Valle Con Dios

People say that practicing Zen is difficult, but there is a misunderstanding as to why. It is not difficult because it is hard to sit in the cross-legged position, or to attain enlightenment. It is difficult because it is hard to keep our mind pure and our practice pure in its fundamental sense. The Zen school developed in many ways after it was established in China, but at the same time, it became more and more impure. But I do not want to talk about Chinese Zen or the history of Zen. I am interested in helping you keep your practice from becoming impure.
-Shunryu Suzuki, the first lines of Zen Mind, Beginner’s Mind.

Hi all,

just a quick note to say that we’ve had our last (quite well attended) half-day and Sunday night sits of 2018. We plan to pick up back in 2019 at an unspecified date, to be announced. We’re all heading into the holidays, and I personally have a lot going on, as I know many of you do, too. It’s been over 4 1/2 years since starting the Valley Dragon experiment. I’ve missed only a handful of weeks in that time, essentially insuring this practice opportunity as a service to the community and a sign of personal commitment to zazen. We started with a great deal more formality, basically practicing in the “high church” Soto Zen style of San Francisco Zen Center. Piece by piece, I’ve felt inspired to question each element, pitching most of them as distractions from ordinary people’s access to simply just sitting – the only real point. There appears to be a pretty good consensus on what we’ve arrived at: a bow here and there, some bells, some sitting, some walking, some chatting. No more, no less.

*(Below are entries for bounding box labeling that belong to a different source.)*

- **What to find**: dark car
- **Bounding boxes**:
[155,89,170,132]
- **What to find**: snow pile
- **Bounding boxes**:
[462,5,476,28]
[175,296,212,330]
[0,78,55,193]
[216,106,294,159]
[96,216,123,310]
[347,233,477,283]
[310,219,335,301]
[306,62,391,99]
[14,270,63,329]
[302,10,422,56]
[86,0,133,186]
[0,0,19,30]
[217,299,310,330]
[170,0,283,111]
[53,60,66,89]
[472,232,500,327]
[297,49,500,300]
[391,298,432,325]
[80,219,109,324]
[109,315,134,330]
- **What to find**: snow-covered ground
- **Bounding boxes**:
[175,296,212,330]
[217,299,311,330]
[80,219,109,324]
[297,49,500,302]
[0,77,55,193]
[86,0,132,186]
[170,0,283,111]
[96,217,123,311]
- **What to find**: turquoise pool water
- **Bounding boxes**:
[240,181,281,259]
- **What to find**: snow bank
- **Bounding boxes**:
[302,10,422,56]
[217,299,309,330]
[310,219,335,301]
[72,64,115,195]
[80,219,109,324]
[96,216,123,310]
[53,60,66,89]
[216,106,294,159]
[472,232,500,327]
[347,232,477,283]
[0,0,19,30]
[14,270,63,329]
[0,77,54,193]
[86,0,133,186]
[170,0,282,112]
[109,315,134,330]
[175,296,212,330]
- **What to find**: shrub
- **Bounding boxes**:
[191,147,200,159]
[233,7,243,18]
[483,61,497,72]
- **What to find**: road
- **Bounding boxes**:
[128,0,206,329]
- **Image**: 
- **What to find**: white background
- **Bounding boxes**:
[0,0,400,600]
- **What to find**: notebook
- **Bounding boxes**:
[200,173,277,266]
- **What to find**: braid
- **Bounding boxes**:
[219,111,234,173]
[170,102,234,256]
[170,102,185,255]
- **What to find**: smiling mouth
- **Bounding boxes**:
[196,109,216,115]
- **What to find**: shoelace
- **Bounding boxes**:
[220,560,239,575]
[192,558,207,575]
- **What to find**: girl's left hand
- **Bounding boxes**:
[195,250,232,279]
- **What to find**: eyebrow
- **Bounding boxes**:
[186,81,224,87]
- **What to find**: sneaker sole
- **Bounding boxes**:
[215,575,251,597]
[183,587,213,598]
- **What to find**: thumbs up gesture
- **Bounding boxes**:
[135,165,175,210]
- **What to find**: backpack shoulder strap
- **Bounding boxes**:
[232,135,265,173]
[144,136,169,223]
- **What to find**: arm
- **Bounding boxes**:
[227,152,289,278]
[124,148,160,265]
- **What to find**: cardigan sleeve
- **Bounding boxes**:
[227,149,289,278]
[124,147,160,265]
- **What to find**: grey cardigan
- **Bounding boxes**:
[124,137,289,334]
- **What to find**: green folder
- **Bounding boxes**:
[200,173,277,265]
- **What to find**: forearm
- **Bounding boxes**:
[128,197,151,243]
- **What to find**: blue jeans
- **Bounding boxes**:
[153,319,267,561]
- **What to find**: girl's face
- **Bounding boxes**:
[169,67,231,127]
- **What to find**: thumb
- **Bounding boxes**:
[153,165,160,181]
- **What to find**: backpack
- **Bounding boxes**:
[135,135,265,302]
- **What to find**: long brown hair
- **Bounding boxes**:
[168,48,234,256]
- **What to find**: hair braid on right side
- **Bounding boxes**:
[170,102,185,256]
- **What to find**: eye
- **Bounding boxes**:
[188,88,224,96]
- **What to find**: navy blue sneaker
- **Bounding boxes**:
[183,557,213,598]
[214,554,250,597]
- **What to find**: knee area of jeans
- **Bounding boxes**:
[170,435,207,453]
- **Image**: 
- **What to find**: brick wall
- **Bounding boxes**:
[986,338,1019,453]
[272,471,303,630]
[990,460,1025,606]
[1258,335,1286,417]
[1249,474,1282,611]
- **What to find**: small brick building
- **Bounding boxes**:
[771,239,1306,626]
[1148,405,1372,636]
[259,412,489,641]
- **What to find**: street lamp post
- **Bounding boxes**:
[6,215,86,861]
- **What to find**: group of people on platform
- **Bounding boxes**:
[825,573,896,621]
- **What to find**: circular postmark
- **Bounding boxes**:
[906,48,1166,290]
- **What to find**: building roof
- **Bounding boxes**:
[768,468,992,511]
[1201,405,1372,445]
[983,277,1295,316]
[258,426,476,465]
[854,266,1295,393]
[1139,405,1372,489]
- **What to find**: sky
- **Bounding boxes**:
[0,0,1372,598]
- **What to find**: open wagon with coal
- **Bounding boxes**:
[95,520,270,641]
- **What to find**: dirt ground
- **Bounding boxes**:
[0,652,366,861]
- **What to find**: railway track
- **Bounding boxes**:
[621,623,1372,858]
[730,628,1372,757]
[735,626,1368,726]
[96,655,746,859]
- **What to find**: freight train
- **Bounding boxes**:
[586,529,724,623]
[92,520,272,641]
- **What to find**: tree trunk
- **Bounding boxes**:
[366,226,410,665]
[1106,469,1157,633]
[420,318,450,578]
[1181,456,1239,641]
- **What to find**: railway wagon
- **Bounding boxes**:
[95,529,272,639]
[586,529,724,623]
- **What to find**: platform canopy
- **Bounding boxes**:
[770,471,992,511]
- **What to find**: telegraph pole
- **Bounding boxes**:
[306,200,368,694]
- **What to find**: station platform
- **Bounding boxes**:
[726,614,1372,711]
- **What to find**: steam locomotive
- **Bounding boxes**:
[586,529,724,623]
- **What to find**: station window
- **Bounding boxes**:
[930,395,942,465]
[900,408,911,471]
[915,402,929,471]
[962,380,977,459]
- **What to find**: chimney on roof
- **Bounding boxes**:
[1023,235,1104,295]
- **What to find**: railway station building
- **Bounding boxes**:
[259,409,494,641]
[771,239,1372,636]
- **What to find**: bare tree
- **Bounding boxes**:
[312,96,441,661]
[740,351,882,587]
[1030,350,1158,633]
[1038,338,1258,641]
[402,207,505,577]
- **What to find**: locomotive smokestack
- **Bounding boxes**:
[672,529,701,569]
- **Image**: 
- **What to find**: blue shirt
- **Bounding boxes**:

I wouldn’t have begun without the assistance of co-founder Joe Galewsky, under the titular guidance of more senior practice leaders elsewhere – though between us Joe and I have well over a half century of dedicated Zen practice, and it really all just came down to us and the regulars who attended. As documented previously, I’ve subsequently felt the pressing need to separate myself and the practice here from larger affiliating organizations because I found that these groups became dominated by certain radical political ideologies and activities I wasn’t comfortable with, and that I consider pretty un-Zen. In part due to this developing distinction, we will be dropping the Valley Dragon appellation moving forward. I don’t have a new name in mind, and little desire to “rebrand”. I feel like the Valley Dragon experiment has developed sufficiently in a direction distinct from its genesis that in 2019 we will go by a different name, maybe one just related to where it is we practice, Dragonfly Yoga Studio. Also, the term “dragon” continues to have some negative baggage for a lot of folks. In Asia, dragons are lucky. Americans mostly have other associations. No need to swim upstream with this one, especially since the reason for using ‘dragon’ in the first place related to the group having associations with other temples that are no longer meaningful. Look for an email or stay tuned to this website for further news; it will remain in use for now.

Thanks to everyone who has attended our over 500 combined hours of shared zazen. I never sat alone, and our headcount has averaged about 12 over our 1/2 decade span. For a drop-in weekly zazen group, without anyone calling themselves master, guru, or teacher, I think these are actually quite impressive numbers! Also, thanks to everyone for cash donations, the last few months of which have just been given to Dragonfly in thanks for the use of the space, as we’ve tended to do about quarterly. Keep on sitting, friends, and seeking truth. Hope to see you next year!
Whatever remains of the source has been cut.